2801- ニュルンベルクのマイスタージンガー クラウス・ペーター・フロール 二期会 東フィル 2002.7.28

2021-09-22 16:29:53 | 2002年
2002年7月20日(土) 3pm よこすか芸術劇場
2002年7月27日(土) 3pm 東京文化会館
2002年7月28日(日) 1pm 東京文化会館 ●
2002年8月3日(土) 3pm 東京文化会館
2002年8月4日(日) 1pm 東京文化会館

東京二期会オペラ劇場 プレゼンツ

二期会創立50周年記念公演
ベルギー王立歌劇場モネ劇場提携公演

ワーグナー 作曲

クルト・ホレス プロダクション

ニュルンベルクのマイスタージンガー 全3幕・字幕付き原語上演

キャスト
ザックス 黒田博(Br)
ポーグナー 長谷川顕(Bs)
ベックメッサー 萩原潤(Br)
ヴァルター 田中誠(T)
コートナー 青戸知(Br)
ダーフィット 小貫岩男(T)
エーファ 林正子(S)
マクダレーネ 堪山貴子(MS)
夜警 甲斐栄次郎(Br)

二期会合唱団
クラウス・ペーター・フロール、東京フィルハーモニー交響楽団

(duration)
ActⅠ 1:22´
ActⅡ  58´
ActⅢ 2:04´


当時の短い感想を書き留めたものがありますので、ほぼそのまま掲載しておきます。以下、

リピーターになりそう。

7月28日(日)、二期会マイスターを観てきました。コーラス、指揮者、オケ、歌手、この順番でおしなべて好演を見せてくれました。
前回の公演が1981年ということですから、ふた昔前ですね。

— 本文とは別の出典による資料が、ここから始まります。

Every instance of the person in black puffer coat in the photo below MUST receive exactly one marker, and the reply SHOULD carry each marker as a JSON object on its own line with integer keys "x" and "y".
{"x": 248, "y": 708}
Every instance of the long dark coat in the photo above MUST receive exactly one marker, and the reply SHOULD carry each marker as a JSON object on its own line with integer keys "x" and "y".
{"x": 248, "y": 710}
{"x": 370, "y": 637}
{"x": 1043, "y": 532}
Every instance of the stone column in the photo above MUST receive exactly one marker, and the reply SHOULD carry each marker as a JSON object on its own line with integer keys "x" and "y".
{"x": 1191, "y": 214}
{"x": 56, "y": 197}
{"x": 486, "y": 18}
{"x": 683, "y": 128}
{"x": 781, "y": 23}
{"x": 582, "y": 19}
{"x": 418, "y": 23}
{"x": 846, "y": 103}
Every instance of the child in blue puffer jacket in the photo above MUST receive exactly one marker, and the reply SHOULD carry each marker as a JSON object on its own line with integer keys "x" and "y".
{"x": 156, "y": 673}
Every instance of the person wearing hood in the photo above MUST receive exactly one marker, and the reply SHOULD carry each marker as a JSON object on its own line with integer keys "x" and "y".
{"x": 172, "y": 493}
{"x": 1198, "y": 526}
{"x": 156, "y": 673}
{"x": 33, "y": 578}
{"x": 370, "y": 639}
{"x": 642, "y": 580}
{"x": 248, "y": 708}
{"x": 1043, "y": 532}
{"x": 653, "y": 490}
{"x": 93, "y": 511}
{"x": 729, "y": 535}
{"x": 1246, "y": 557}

この大作を昔は観ただけでラッキーだったのかもしれませんが、今回のイベントは一家言ある人たちをも満足させてくれたのではないでしょうか。規則だらけの現状と規制緩和の対峙と言う今の日本に妙にマッチした演出が興味を倍加させてくれました。また、字幕の効果も異常に絶大でした。20年前に字幕があったかどうかわかりませんが、第2幕でタイミングを逃さず笑い声を漏らす事が出来るというのは字幕の効用以外の何物でもありません。
コーラスは二期会の誇りと矜持を感じさせてくれるのに十分な見事さでした。特に第3幕では日本刀のような強靭な合唱が聴きものでした。
指揮に関しては、このような曲を身につけている人そのものが人材不足なのでしょうが、かなりふけてしまったフロールが、その見た目とは全く違うコントロールのきいた棒で楽しませてくれました。
オケはしまっている、というよりはちょっと硬い感じがあります。オケピットの底から湧いてくる感じがなく、アタックを叩きつける感じ。これは指揮者のせいもあると思いますが、回数を重ねるとこなれてくる質のものです。
また、第1,2幕では歌手ともども大波小波がなくダイナミックレンジの無い緩急"不"自在の演奏でしたが、第3幕になるとにわかに活気づき始め、過去の事例としてのトリスタンが流れてくるあたりから、あふれ出るニュアンスと響きの充実感を感じることが出来ました。
歌手については、この歌手はどうだとか、という固有名詞レベルで語れるところまではいかないと思いますが、概ね力演だと思います。声が前面に出てこず、そういう意味では歌手/コーラスともにステージのかなり手前の方に配置した演出は功を奏したものの、まだホールを鳴らすような歌い手はいない。それでも、日本人だから心配、みたいな呪縛はもうそろそろ過去のものになりつつあるのでしょう。見栄えにおいても、昨今の日本人プロレスラーのマッチョ型大型化に時代の反映を感じることが出来るのと同様にこのオペラ界においても、その時代のトレンドを如実に感じさせてくれます。
ただ、ヒゲはよくないなぁ。顔の輪郭がわかってしまう。威厳を感じさせてくれる前に頭のサイズを感じさせる。ウェストポーチが日本人の短足を証明しているのと同じだ。ヒゲのない清潔感あふれたマイスターもあるのではないか!
モネプロダクションについては不勉強なのでよくわかりませんが、第1幕において審査員が上横一列に配置されるあたり権力/規則の意図強調は明白だとは思いますが、So what? という疑問は否めません。見た目的には、むしろゼッフレルリ演出のボエーム第2幕における舞台の二重構造、トスカ第3幕における舞台の上下移動、など見た目的二重構造を思い起こさせるだけです。
あと、東京文化会館はそれなりに奥行きのあるステージだと思いますが、歌手/コーラスをこれだけ、「前方に押し込めた」配置も珍しいのではないでしょうか。もともとの演出なのか、それとも声が通るように前に持ってきたのかよくわかりませんが、この酷暑にちょっとむさくるしい感じが無きにしも非ず、です。
それにしても、第3幕入場場面における一糸乱れぬ動き/整列の極度な見事さは、やはり国民性というものでしょう。先般のワールドカップチケット問題も日本人がやれば何の憂いも無かったのに、ということがよくわかります。
天井から足が4本出てくるのだけは意味不明でしたが。。。。
最後に、オールジャパニーズということであれば、演出も指揮者もジャパニーズでやって欲しかったという気持ちはあります。そうすれば演奏中に多少の地震が発生しても、誰一人憂いも無く演奏し続け、歌い続け、聴き続ける、でしょうから。指揮者が逃げたら演奏になりませんからね。(フロールがそうだと言っているわけではありませんが。)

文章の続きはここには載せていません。